Myth 3: Painting is difficult and takes too long

*DISCLAIMER* I am one of the worst people to speak to when it comes to finishing a painting project. Like me, a lot of people never finish or even start painting their models. Seas of grey or undercoated models travelling 12 inches across a brightly painted lava landscape, because everyone wants to get playing as soon as possible. It happens, don’t feel bad about getting your minis painted right away, it’s all about fun. When you finally decide you’re ready to get painting that’s the time to do it. Like most things, you won’t be great at it straight away. I would go as far as saying you’ll probably be terrible, just like everyone else when they first started. Some very famous minifig painter’s first models looked like they had dipped entire models into nail varnish and called it a day. Practice makes perfect, alongside tonnes of free tutorial online combined with some simple colour schemes making an easy way to get a tabletop ready army on the board as quickly as possible. There’s even Games Workshop’s new Contrast paint system (which we stock by the way.. Shameless plug here) which makes painting effortless but with amazing results!

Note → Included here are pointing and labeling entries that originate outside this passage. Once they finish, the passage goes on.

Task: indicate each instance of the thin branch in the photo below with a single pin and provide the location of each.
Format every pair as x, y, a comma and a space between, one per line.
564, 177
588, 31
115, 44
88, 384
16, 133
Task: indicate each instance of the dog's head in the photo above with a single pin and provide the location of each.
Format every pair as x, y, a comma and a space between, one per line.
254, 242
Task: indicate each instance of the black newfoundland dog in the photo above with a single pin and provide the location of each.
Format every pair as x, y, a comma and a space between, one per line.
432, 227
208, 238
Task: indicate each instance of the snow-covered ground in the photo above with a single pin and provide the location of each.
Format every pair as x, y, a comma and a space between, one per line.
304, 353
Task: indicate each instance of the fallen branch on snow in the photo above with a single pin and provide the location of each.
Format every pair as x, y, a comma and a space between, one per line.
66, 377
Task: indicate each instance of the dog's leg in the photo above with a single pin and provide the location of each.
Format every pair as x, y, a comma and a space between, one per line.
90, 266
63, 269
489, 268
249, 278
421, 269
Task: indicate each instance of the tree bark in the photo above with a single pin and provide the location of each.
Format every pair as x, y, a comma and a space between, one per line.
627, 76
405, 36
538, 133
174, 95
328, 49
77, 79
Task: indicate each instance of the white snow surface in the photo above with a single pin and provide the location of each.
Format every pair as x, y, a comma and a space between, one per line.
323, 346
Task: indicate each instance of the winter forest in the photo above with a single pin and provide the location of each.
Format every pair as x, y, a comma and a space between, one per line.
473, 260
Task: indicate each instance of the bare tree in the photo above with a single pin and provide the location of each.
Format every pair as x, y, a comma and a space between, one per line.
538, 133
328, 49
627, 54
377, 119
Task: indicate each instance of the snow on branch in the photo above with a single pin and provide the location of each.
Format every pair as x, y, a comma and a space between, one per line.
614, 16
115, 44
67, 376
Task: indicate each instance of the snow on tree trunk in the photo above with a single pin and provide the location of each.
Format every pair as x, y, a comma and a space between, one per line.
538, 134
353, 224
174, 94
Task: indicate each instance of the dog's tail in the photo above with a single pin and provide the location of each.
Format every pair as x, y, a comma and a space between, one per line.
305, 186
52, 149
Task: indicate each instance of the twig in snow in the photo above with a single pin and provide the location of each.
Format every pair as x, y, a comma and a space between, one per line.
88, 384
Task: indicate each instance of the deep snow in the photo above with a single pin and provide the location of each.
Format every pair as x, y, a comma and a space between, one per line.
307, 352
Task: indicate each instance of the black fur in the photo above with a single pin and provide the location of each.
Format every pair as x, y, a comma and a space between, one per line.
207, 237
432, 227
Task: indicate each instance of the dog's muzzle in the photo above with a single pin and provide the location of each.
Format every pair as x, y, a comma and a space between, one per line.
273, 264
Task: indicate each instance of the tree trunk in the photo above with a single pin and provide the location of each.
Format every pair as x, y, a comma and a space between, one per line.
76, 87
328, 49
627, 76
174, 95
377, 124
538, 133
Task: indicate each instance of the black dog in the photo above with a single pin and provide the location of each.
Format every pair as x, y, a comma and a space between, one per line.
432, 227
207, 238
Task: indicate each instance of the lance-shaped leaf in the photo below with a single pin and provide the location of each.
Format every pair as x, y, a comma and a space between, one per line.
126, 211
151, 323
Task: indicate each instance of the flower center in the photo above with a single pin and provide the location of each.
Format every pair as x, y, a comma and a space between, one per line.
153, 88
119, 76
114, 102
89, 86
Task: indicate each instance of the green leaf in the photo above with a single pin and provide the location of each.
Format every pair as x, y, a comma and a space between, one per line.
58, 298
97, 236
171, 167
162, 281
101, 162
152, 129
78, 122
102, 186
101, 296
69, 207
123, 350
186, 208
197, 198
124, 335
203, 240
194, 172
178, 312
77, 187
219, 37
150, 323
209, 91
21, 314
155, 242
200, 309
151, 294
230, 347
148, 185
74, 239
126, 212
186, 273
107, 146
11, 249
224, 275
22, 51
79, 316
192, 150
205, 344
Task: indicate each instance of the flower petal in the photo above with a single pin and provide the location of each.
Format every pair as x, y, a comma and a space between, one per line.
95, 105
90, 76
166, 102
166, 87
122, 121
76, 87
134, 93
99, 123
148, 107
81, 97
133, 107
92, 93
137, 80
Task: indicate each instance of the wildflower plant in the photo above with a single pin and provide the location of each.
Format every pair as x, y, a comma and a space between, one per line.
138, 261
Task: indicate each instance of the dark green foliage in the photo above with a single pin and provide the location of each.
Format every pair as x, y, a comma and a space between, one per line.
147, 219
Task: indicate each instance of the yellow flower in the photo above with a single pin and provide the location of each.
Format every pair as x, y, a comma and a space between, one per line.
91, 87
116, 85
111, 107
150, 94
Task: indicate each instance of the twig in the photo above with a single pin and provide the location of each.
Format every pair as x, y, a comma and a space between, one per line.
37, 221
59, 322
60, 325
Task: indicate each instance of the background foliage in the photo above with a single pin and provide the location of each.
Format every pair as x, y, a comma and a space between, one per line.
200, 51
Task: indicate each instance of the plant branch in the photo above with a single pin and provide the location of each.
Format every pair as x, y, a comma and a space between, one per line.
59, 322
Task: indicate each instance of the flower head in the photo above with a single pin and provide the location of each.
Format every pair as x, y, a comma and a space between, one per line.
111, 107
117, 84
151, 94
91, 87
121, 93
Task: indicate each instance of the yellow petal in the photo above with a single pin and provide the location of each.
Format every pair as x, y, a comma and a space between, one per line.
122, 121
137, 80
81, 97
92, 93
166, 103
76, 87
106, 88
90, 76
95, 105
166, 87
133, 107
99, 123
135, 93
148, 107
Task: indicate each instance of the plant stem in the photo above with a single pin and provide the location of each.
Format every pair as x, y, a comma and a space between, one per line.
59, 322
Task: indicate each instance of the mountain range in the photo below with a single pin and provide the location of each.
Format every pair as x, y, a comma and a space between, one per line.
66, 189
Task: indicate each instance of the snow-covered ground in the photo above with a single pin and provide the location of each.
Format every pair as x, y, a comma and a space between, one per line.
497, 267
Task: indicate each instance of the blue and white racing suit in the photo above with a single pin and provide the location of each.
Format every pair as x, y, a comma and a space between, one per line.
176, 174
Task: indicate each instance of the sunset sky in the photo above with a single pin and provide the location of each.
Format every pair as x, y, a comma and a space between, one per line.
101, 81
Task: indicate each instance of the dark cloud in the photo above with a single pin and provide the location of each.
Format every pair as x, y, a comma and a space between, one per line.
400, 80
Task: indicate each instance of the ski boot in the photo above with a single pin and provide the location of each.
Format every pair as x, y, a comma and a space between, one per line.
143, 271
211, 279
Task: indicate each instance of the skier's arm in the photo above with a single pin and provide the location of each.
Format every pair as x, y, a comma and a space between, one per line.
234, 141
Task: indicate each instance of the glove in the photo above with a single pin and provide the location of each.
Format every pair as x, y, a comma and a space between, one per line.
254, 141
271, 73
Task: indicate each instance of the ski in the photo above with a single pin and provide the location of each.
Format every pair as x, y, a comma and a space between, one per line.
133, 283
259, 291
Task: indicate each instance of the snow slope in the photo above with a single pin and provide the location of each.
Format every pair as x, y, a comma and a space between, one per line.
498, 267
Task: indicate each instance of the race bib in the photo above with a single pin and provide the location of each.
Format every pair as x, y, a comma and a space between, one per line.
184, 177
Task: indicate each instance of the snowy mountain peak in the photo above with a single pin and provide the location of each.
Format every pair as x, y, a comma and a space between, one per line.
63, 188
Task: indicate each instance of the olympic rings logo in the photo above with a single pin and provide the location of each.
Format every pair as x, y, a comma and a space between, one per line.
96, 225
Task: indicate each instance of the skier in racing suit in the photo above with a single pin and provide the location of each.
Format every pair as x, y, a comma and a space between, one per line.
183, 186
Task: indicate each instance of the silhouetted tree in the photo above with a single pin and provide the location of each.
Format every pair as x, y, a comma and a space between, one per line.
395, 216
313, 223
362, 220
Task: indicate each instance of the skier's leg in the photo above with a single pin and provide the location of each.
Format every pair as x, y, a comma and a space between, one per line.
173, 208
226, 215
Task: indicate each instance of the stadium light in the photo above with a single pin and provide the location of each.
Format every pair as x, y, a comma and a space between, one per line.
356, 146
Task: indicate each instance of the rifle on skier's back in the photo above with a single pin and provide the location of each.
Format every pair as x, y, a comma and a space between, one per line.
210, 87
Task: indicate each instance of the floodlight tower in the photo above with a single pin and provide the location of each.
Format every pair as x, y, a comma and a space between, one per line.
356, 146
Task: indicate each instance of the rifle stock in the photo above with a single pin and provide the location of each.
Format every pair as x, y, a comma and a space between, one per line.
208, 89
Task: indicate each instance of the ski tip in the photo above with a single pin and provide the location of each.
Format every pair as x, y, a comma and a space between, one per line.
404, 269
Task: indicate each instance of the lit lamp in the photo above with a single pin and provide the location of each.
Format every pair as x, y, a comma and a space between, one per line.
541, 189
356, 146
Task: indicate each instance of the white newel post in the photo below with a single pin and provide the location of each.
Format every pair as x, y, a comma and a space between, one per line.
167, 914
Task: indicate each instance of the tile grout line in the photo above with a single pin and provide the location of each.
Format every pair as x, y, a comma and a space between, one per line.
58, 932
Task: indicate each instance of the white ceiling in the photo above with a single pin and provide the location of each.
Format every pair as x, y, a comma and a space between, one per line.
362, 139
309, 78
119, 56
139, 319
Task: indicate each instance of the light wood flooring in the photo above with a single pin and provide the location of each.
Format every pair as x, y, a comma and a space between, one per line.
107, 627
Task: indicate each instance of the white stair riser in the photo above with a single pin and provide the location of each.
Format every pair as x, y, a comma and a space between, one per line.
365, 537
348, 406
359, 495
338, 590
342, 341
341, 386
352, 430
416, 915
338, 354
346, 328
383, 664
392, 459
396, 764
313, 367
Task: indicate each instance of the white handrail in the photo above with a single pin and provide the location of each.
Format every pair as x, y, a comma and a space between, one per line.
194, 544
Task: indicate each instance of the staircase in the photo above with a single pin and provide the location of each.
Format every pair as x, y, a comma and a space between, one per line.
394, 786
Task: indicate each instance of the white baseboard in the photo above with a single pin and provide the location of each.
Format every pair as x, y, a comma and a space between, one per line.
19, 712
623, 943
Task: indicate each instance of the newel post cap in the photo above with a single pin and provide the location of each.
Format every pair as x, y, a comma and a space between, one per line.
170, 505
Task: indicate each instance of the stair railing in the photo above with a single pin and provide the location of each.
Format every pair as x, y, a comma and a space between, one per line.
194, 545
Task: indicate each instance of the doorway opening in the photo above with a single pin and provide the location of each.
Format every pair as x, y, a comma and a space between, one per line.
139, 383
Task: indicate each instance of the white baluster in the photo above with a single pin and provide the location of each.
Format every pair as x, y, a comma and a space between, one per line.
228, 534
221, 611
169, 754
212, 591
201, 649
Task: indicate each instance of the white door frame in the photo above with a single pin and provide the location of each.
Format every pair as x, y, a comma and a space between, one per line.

Myth 4:  I will not have the time for Wargames in my life

I can testify, most players work full/part time jobs, have families and can normally arrange 2-4 games per month. The hobby will always have something to do in any schedule. You can paint, you can build, you can play or just read! It’s a very versatile hobby overall. When my schedule fills up, I can always have smaller games with friends, throw a handful of models together before bed or on my break in work. I have seen some dedicated chaps gluing scouts together on the bus, rule books and codices read in the Doctor’s reception. Any time you have can be useful and keep you interested in the hobby.

Hopefully this has managed to clear up some of the many myths I have encountered with the hobby. War gaming is inclusive and open to everyone. Not to mention that the community is always willing to help those struggling, which is exactly why I wanted to write this article. Are there any more myths you have heard? Please let us know, we want to hear your experiences. I look forward to playing you soon.